察觉得到她在观察,与泽圣君道:「躯体无面目,只是送你下界的一个载体,待上神投生三界,自然会有属于自己的身躯。」
「原来如此。」
她意念一动,下一刻只觉得身体一重,脚底传来冰凉的触感,她抬起自己的手,眼睛里满是好奇。
「这是……我的身体?」
「是。」与泽神君说,「习惯吗?」
「不习惯。」她听到自己语气里都是藏不住的笑意,「好奇怪,我觉得自己好重。」
「自是与你本体不同。」与泽神君没什么表情。
路问妍把手伸进风壁试了试,被割破的指尖流出鲜血。
她感受到了「疼」。
很有趣,但绝对不是愉快的感觉。
当初那个少年从熔岩中捞起她,身上是不是也这么疼呢?
她突然觉得有些难受。
「那我走了。」她感受着自己全心的身体,以及这躯体带给她的沉甸甸的触感,随手捏了个诀,化出一个保护罩拢在自己身上,朝与泽神君伸出手,「魂魄给我吧。」
「多谢。」
一缕神魂从与泽神君身体里探出,钻入了路问妍的眉心。
她踏脚走进风壁,保护罩温柔的拢着她。
很快就走过了厚厚的风壁,再在一片漆黑里走上一段时间,就能到三界了。
她加快了脚步,突然觉得脚下一空。
下一个瞬间,一种从未有过的感觉从四肢传来,她眼睁睁看着自己的身躯一点一点碎裂,红色的血糊住了眼睛,惨叫声不受控制的从她嘴里嘶喊出来。

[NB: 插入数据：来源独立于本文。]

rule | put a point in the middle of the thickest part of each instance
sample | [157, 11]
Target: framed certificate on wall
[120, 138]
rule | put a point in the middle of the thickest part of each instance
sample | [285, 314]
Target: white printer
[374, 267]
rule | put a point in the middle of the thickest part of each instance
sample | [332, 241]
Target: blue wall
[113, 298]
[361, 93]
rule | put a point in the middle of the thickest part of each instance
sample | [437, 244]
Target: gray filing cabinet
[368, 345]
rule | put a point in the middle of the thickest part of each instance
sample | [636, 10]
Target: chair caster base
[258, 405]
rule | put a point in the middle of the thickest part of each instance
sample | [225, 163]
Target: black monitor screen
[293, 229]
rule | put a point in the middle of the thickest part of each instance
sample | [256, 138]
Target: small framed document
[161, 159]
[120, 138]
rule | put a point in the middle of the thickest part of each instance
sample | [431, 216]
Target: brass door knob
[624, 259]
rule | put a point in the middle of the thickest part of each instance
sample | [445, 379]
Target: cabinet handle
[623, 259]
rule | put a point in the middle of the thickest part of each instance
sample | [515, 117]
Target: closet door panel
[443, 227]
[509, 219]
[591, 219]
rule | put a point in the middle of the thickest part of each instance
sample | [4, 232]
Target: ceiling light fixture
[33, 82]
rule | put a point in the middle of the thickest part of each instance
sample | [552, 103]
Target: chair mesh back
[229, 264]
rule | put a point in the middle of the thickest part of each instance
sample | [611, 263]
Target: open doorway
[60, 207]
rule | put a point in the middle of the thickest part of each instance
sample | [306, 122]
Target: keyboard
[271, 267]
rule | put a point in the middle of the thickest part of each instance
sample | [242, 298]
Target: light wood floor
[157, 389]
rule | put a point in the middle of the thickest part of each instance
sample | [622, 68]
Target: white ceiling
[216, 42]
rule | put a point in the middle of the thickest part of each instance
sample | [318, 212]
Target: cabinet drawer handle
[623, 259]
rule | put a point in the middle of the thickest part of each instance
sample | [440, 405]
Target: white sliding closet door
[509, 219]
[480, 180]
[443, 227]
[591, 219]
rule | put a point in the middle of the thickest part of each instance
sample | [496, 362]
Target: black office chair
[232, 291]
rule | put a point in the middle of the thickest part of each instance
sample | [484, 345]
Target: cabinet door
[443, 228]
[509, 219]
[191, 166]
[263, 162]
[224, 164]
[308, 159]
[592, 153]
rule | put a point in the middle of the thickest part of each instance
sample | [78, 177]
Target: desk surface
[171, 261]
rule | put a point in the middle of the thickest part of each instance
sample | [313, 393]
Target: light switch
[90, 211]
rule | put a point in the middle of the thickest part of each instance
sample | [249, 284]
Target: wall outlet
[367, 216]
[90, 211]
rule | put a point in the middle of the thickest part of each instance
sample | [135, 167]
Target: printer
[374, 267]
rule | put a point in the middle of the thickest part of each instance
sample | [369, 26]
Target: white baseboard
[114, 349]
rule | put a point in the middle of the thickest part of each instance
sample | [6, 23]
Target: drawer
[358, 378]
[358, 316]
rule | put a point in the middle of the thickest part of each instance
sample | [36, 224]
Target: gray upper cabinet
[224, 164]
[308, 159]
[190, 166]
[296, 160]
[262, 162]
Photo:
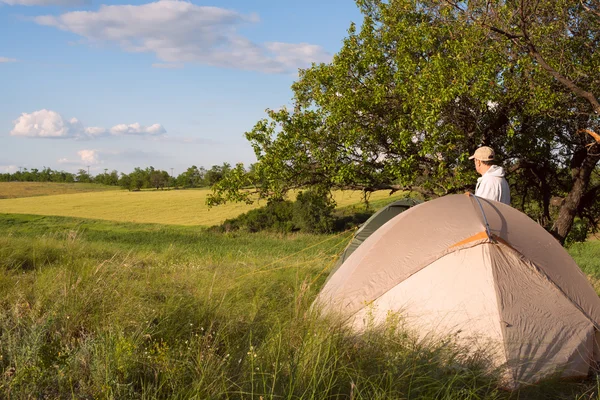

她才刚刚拥有身躯,第一次知道什么是疼,就感受到了最极致的绝望。
身躯不断被撕碎又癒合,最后那种疼痛融入了神魂,烙上她的四肢百骸。
路问妍不知道自己死了多少次,又活过来,新一轮的折磨碾压着漫过身体任何一个角落。
她知道那些陨落在三界的神君是怎么消散无踪的了。
太难挨,太痛苦了,天地法则哪有那么轻易越过。
旷日持久的绝望里,她甚至想过抛下这具身躯,什么三界,不去了,赶快走吧,如果走不掉,死掉也好。
可她答应了与泽神君,他还在等着她带他的魂魄去极寒之地,救他心有亏欠的那个人。
那缕神魂被她护在自己魂魄深处,只要她不死,就会无恙。
路问妍猛地醒了过来。
逐渐復苏的记忆搅扰得她头痛欲裂。
这些明明不是她的记忆,也不是原身那个路问妍的记忆,原身的记忆只有一些在苍霄派生活的日常,她很清楚的知道,那个上古灵物就是自己。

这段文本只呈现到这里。